The US Regular Army (RA) was founded in 1775. State militias supported the RA through the various wars fought on what is now US soil (including the Revolutionary War and the War of 1812). In the Civil War, the RA was supported by volunteers and fought on the side that ultimately won. The Confederate Army was similar to the RA at the time. Currently, the RA has been absorbed into the US Army (including Army Reserve and National Guard).

Source: en.wikipedia.org/…/Regular_Army_(United_States) and en.wikipedia.org/…/History_of_the_United_States_A…

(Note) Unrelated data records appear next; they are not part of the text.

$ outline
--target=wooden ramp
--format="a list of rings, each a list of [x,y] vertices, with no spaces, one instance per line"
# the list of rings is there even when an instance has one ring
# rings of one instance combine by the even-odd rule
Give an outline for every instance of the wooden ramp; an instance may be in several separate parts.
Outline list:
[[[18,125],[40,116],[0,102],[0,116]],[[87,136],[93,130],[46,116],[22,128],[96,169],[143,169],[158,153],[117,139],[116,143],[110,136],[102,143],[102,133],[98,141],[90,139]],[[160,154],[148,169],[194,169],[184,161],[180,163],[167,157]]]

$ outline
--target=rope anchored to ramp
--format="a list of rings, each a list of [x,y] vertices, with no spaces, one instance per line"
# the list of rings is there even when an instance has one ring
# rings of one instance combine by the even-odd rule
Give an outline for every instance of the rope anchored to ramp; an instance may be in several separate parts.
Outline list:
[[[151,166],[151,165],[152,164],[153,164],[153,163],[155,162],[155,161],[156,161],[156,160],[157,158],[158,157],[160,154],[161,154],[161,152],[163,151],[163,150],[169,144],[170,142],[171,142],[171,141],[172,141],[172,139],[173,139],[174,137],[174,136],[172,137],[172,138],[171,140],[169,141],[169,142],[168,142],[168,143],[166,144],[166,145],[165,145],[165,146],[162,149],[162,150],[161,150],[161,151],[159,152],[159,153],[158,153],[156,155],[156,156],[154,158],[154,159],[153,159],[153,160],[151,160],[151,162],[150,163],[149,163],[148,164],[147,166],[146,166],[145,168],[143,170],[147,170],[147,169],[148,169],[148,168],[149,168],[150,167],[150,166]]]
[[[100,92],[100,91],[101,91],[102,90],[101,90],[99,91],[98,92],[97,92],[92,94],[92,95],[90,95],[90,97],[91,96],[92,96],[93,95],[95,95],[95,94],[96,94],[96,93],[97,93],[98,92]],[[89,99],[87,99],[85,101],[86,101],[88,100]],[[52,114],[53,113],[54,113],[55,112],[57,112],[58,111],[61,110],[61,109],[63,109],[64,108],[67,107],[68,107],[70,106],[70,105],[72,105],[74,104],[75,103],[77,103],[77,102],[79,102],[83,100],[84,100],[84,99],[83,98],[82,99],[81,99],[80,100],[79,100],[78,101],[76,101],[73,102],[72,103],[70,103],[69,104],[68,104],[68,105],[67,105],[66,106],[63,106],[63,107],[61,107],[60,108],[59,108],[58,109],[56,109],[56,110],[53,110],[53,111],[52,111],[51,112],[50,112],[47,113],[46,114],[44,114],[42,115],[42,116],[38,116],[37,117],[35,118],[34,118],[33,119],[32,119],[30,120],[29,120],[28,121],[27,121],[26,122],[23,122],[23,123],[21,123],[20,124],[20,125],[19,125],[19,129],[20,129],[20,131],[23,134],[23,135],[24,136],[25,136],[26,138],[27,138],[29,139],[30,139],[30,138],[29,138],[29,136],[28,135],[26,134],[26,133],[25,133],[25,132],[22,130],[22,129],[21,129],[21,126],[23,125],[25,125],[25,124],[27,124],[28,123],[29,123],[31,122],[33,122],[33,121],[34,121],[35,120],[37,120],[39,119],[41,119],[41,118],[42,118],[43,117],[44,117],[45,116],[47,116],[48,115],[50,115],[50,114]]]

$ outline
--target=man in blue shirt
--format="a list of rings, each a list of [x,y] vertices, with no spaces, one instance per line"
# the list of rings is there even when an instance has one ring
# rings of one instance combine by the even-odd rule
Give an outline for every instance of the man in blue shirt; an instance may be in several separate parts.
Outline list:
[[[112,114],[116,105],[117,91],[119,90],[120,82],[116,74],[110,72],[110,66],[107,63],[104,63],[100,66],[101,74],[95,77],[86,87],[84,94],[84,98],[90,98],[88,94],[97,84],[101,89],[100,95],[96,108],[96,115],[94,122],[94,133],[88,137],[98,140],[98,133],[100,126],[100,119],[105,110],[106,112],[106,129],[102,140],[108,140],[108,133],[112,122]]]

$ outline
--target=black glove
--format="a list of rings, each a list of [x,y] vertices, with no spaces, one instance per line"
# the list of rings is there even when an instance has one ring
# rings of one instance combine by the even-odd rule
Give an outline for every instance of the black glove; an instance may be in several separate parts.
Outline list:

So… yes there was a federal military, but it was a different thing than the US Army is now. How that would play out if things went bonkers in 2025… who knows. There are a LOT of people around the world watching VERY closely though… and really hoping (not that confidently though) that sanity will prevail.

foreverandaday,
@foreverandaday@lemmy.ml avatar

Ain’t no way this is actually going to happen, any attempt at succession will be put down by the much larger national military. There will be no civil war.

Buddahriffic,

If any deep red states try to leave, why not just let them?

afraid_of_zombies,

If they vote on it Brexit style it will be one thing. If 51% of the population shows up and votes 51% to leave we can consider it. Wait until that happens.

FenrirIII,

Because not everyone there actually wants to leave.

Leate_Wonceslace,
@Leate_Wonceslace@lemmy.dbzer0.com avatar

It’s violating the will of the people. They’re removing people from their country without consent or notice; no referendum nor opportunity to leave.

Chocrates,

Eh there won’t be an organized civil war of large standing armies, but I can definitely see the Redneck militias doing some damage. If it dragged on long enough they could theoretically get organized somehow.
I really doubt that the politicians in the GOP states want a Civil war though, it is gonna be hard to extract wealth from the poor if the whole system explodes.

braxy29,

i also notice nobody mentions the possibility that cartels could try to take advantage of any significant unrest in some states. i doubt states or feds want that mess.